Comment 4 Moe Jette 2012-12-06 04:10:10 MST
Based upon my very limited testing, this one line change fixes the problem. I need to do a lot more testing on different systems (e.g. Bluegene and Cray) before making this change in our code and I have other work needing my attention, but if you want to work on testing with this and report the results that would be appreciated.

diff --git a/src/common/hostlist.c b/src/common/hostlist.c
index 34c04b0..abc3445 100644
--- a/src/common/hostlist.c
+++ b/src/common/hostlist.c
@@ -901,7 +901,7 @@ static int hostrange_prefix_cmp(hostrange_t h1, hostrange_t h2)
        if (h2 == NULL)
                return -1;
 
-       retval = strcmp(h1->prefix, h2->prefix);
+       retval = strnatcmp(h1->prefix, h2->prefix);
        return retval == 0 ? h2->singlehost - h1->singlehost : retval;
 }
Comment 5 Bjørn-Helge Mevik 2012-12-06 18:49:10 MST
Thanks!  We will test and report!
Comment 6 Bjørn-Helge Mevik 2012-12-07 00:47:51 MST
I've tested it on our test cluster, and it seems to solve the problem, yes. :)

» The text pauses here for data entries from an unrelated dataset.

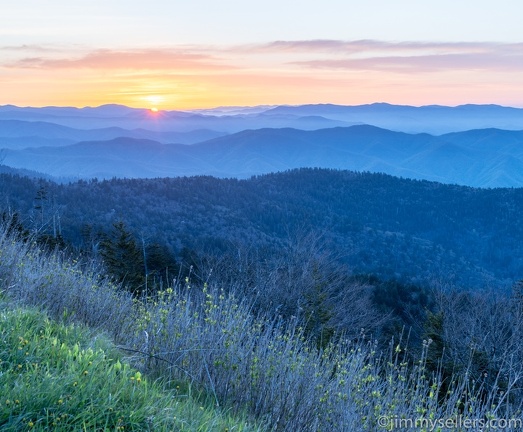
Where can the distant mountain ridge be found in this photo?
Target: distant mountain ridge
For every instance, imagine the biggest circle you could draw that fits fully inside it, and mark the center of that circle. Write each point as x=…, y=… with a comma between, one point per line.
x=475, y=145
x=434, y=119
x=480, y=158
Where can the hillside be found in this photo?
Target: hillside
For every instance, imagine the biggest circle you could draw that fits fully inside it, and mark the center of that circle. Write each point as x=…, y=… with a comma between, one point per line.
x=68, y=377
x=418, y=231
x=479, y=158
x=275, y=370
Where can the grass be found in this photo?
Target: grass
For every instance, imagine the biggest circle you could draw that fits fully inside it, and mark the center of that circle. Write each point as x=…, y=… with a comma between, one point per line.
x=66, y=378
x=204, y=337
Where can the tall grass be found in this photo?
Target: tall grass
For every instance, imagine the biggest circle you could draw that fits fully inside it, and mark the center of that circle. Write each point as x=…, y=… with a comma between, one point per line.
x=205, y=334
x=67, y=378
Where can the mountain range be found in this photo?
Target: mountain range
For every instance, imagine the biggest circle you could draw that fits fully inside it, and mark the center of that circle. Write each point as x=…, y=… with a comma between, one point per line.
x=117, y=141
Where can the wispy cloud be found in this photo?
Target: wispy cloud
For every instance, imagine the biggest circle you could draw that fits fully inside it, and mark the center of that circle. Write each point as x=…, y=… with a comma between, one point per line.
x=304, y=71
x=145, y=59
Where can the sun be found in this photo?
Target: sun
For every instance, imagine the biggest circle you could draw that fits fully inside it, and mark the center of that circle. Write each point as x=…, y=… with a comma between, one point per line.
x=154, y=101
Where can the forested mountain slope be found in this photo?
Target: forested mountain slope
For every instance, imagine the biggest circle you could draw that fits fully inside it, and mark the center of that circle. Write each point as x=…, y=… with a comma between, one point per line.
x=415, y=230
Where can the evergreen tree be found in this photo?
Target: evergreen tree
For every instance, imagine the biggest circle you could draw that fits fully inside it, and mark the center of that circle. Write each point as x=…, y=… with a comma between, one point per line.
x=123, y=258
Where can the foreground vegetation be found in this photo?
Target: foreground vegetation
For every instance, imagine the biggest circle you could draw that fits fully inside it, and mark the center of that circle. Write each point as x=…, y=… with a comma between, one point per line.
x=272, y=367
x=65, y=377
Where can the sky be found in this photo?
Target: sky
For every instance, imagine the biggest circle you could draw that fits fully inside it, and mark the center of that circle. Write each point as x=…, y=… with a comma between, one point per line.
x=172, y=54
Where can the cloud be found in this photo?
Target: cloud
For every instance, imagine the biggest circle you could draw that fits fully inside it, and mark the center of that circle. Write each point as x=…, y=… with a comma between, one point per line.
x=403, y=57
x=145, y=59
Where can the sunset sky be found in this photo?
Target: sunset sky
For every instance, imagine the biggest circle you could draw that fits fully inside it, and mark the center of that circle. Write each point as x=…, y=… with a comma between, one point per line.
x=175, y=54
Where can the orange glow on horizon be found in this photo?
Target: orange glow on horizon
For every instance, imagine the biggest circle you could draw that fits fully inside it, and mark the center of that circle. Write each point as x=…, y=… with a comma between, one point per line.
x=277, y=74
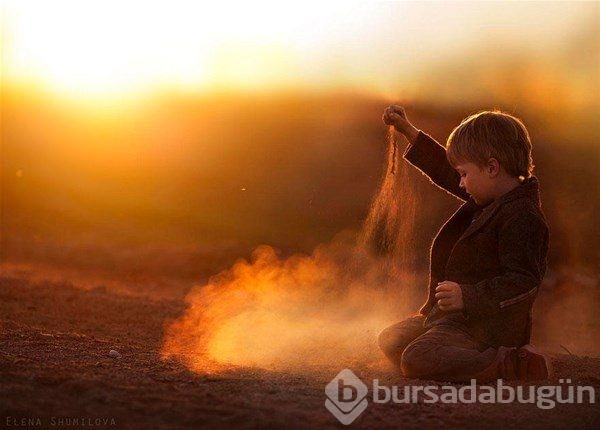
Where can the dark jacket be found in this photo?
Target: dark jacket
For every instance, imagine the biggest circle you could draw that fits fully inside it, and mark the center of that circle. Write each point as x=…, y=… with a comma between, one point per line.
x=496, y=254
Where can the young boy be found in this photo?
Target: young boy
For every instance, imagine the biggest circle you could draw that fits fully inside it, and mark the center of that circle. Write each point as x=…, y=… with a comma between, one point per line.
x=487, y=260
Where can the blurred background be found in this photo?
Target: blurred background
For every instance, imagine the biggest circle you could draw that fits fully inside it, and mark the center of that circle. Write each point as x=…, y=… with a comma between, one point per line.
x=172, y=138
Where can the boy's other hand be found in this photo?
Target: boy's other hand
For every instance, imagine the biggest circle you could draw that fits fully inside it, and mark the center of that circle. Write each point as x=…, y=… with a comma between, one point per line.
x=396, y=116
x=449, y=296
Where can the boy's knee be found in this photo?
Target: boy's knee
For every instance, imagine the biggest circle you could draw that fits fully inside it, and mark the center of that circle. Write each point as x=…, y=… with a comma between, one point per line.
x=387, y=339
x=418, y=360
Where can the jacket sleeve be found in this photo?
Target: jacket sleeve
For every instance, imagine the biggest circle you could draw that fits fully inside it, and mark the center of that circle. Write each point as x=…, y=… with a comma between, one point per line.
x=430, y=158
x=522, y=250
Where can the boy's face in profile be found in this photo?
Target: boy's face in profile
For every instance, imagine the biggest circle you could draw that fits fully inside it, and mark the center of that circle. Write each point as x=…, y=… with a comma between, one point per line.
x=476, y=181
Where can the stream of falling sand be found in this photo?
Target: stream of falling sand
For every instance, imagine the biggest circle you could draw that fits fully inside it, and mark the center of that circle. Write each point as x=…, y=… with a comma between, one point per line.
x=307, y=311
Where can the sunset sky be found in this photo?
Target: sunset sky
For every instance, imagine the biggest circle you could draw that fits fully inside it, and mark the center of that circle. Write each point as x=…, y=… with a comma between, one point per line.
x=108, y=48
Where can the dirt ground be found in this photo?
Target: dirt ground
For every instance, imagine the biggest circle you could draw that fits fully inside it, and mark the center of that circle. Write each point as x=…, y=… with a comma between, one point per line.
x=55, y=368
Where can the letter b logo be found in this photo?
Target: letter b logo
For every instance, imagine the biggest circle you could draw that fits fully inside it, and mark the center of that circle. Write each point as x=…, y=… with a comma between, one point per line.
x=346, y=396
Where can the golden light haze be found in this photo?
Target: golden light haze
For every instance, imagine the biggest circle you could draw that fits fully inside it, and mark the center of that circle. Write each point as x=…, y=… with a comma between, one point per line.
x=105, y=49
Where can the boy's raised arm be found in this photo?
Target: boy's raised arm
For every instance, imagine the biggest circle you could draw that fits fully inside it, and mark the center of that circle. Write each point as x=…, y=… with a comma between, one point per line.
x=425, y=153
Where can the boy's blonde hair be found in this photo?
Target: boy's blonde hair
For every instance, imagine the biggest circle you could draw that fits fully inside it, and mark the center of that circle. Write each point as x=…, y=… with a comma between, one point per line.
x=492, y=134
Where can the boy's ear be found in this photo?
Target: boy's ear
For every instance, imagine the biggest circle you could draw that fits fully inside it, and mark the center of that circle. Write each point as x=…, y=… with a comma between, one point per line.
x=492, y=167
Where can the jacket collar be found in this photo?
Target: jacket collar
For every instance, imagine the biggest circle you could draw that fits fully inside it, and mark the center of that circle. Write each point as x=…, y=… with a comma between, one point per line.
x=528, y=190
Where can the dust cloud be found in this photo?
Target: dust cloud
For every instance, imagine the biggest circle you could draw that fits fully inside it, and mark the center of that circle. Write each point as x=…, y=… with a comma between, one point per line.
x=305, y=311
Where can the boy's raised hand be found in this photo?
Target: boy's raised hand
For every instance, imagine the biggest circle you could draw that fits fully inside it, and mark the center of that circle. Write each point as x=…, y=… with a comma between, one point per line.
x=449, y=296
x=396, y=115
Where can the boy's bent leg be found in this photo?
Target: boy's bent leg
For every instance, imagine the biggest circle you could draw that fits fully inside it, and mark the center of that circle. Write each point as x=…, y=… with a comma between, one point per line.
x=449, y=354
x=395, y=338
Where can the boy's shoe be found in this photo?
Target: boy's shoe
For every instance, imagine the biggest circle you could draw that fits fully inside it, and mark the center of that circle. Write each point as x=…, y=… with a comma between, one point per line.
x=530, y=365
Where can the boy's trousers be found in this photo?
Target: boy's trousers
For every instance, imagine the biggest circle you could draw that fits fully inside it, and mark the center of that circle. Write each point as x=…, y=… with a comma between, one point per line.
x=442, y=352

I'll do some more tests before porting it to our production cluster.

Thanks!
Comment 7 Bjørn-Helge Mevik 2012-12-11 21:41:41 MST
Several more tests have not shown any problems with the patch, and it does solve the issue, so we will port it to our production cluster now.

Thanks!
Comment 8 Moe Jette 2012-12-12 02:20:28 MST
This change can be find in version 2.5.1 (when released). You will need to use the patch until upgrading. Thank you for testing.